Pará é quarto em uso de remédio sem receita

O Pará é o quarto Estado que mais comercializa medicamento controlado (tarja preta e vermelha) sem receita e prescrição médica. É o que mostra o Primeiro Levantamento Nacional do Perfil dos Consumidores de Medicamentos realizado pelo “Datafolha/ICTQ Pós-Graduação para Farmacêuticos”. O consumo ilegal destes medicamentos em Belém está acima da média nacional que apresenta um índice de 20%. Na capital paraense esse índice de consumo ilegal é de 24%. Hoje, um em cada quatro moradores de Belém consome medicamento controlado.
O perfil dos consumidores com acesso a medicamento controlado sem receita médica mostra que em sua maioria são homens, com idade a partir dos 60 anos, da classe “A”, com nível superior. A pesquisa quantitativa foi feita através de abordagem individual mediante aplicação de questionário. Foram entrevistados 1.611 pessoas (homens e mulheres, com 18 anos ou mais) que costumam realizar compras em farmácias e/ou drogarias.

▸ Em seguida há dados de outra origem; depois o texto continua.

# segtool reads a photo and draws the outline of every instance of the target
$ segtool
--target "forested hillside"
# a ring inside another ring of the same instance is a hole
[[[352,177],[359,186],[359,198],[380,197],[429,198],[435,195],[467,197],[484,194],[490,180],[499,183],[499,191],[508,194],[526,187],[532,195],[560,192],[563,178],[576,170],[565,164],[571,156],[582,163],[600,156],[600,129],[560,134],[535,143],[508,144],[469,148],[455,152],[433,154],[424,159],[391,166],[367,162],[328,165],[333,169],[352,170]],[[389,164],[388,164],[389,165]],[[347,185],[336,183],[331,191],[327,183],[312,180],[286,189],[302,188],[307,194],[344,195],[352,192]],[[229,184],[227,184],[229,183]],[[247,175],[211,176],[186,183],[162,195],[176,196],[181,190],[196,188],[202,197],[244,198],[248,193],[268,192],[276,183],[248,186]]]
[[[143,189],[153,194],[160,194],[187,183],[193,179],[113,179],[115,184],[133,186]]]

O levantamento mostra que os medicamentos estão se tornando um produto de uso comum em Belém: 82% dos consumidores pesquisados veem a farmácia como um supermercado ou loja de conveniência; e 32% dos consumidores não conseguem identificar o farmacêutico dentro do estabelecimento e acaba consumindo o remédio sem orientação. Ainda segundo a pesquisa, quando o medicamento provoca uma reação adversa, somente 22% busca o hospital e somente 13% busca ajuda com um farmacêutico.

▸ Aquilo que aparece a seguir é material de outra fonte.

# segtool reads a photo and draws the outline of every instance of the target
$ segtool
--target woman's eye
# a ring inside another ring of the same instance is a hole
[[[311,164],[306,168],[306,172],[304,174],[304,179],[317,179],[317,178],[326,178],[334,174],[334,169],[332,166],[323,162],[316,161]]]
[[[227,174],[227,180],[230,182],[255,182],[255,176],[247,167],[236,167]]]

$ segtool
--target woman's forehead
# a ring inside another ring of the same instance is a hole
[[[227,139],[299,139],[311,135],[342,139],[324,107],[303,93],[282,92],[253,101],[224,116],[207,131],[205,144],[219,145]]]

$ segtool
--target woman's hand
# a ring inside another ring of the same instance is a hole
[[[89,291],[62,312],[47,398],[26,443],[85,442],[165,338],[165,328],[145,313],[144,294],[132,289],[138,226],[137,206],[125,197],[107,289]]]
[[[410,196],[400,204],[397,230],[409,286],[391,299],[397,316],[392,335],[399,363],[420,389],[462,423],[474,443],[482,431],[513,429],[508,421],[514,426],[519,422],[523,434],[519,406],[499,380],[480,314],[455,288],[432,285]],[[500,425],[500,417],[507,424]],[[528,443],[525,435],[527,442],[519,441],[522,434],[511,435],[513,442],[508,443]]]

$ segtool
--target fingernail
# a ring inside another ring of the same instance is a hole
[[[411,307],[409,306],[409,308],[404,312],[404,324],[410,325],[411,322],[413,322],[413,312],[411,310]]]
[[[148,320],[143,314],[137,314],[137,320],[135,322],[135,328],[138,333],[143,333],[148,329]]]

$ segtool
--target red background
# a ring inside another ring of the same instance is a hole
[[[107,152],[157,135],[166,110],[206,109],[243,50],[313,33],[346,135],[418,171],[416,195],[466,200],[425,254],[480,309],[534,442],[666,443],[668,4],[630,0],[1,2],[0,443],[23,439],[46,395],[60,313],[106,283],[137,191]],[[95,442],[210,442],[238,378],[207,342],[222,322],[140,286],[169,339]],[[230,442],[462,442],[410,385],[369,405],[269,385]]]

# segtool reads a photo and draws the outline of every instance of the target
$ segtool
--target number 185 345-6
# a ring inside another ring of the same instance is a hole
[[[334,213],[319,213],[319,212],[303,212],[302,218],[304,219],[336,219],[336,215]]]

Os números mostram que Fortaleza (38%) é a cidade que mais consome medicamento controlado irregularmente, seguido por Goiânia (33%), Salvador e Rio de Janeiro (25%) e Belém e Curitiba (24%). A lista prossegue com Belo Horizonte (20%), Porto Alegre (18%), Manaus (16%), Campo Grande e São Paulo (12%) e Recife (9%).

SEM VIGILÂNCIA
O Conselho Regional de Farmácia do Pará (CRF-PA) realizou em 2012 fiscalização em 118 municípios paraenses para coibir o comércio irregular de medicamentos, o que representa 92% da população paraense em número de habitantes e 95% do total de farmácias e drogarias no Pará. “Temos firmado parcerias com os Ministérios Público Federal e Estadual, com a Agência Nacional de Vigilância Sanitária e com todos os órgãos que queiram contribuir para a extinção do comércio irregular de medicamentos. Nosso principal objetivo é inserir o profissional farmacêutico na farmácia/drogaria para garantir a saúde da população”, afirma Daniel Jackson Pinheiro Costa, presidente do conselho.

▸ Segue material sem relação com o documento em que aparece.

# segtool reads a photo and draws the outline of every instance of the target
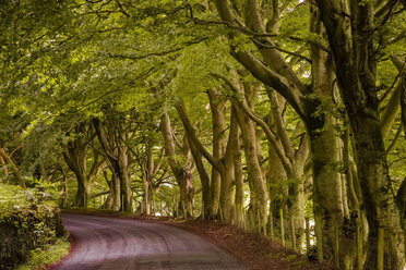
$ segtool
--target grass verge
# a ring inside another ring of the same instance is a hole
[[[57,240],[52,245],[46,245],[43,249],[37,248],[31,251],[31,258],[24,265],[17,266],[16,270],[38,270],[46,269],[67,256],[70,248],[68,236]]]

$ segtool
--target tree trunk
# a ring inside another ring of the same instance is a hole
[[[262,175],[258,160],[256,137],[254,123],[242,112],[235,108],[238,113],[238,123],[241,128],[243,150],[246,152],[248,181],[251,187],[250,206],[253,211],[254,221],[259,221],[258,228],[264,228],[266,223],[266,191],[265,181]]]
[[[226,124],[225,124],[225,99],[220,97],[219,90],[211,88],[207,90],[210,107],[212,111],[213,123],[213,157],[220,159],[226,150]],[[222,176],[220,173],[212,169],[211,182],[211,218],[215,219],[218,214],[220,193],[222,193]]]
[[[394,201],[378,113],[373,1],[350,2],[350,15],[339,0],[317,0],[335,62],[341,95],[355,142],[363,205],[369,223],[365,269],[377,269],[378,232],[384,229],[384,257],[391,269],[405,263],[404,234]],[[359,38],[365,37],[365,38]]]

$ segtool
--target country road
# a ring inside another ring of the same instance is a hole
[[[75,246],[53,270],[246,269],[229,253],[177,228],[72,213],[62,220]]]

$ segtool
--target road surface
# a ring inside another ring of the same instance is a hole
[[[62,221],[75,247],[56,270],[246,269],[227,251],[177,228],[72,213]]]

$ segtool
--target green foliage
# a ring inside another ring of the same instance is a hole
[[[32,250],[29,260],[16,267],[16,270],[45,269],[47,266],[58,262],[63,256],[68,255],[69,248],[70,242],[68,237],[60,237],[55,244]]]

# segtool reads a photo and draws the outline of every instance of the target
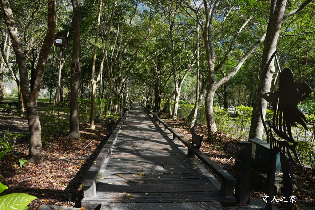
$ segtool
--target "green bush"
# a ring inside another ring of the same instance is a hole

Ele diz que qualquer produto farmacêutico consumido sem orientação será danoso para o consumidor. ”No caso específico dos medicamentos sujeitos a controle especial, a preocupação é maior por conta da dependência física, psíquica e social causada”. 
Jackson ressalta que os dados são referentes a 2012 ano no qual, segundo ele, a população de Belém ficou sem assistência da Prefeitura de Belém em vários quesitos, incluindo a atividade fiscalizadora por parte da Vigilância Sanitária. “Esperamos que as pessoas que atualmente ocupam a Vigilância Sanitária, mudem esse panorama. O conselho vem cumprindo seu papel. Prova disso é que somente em 2013 realizamos seis ações conjuntas em parceria com a Vigilância Sanitária de Belém”, ressalta.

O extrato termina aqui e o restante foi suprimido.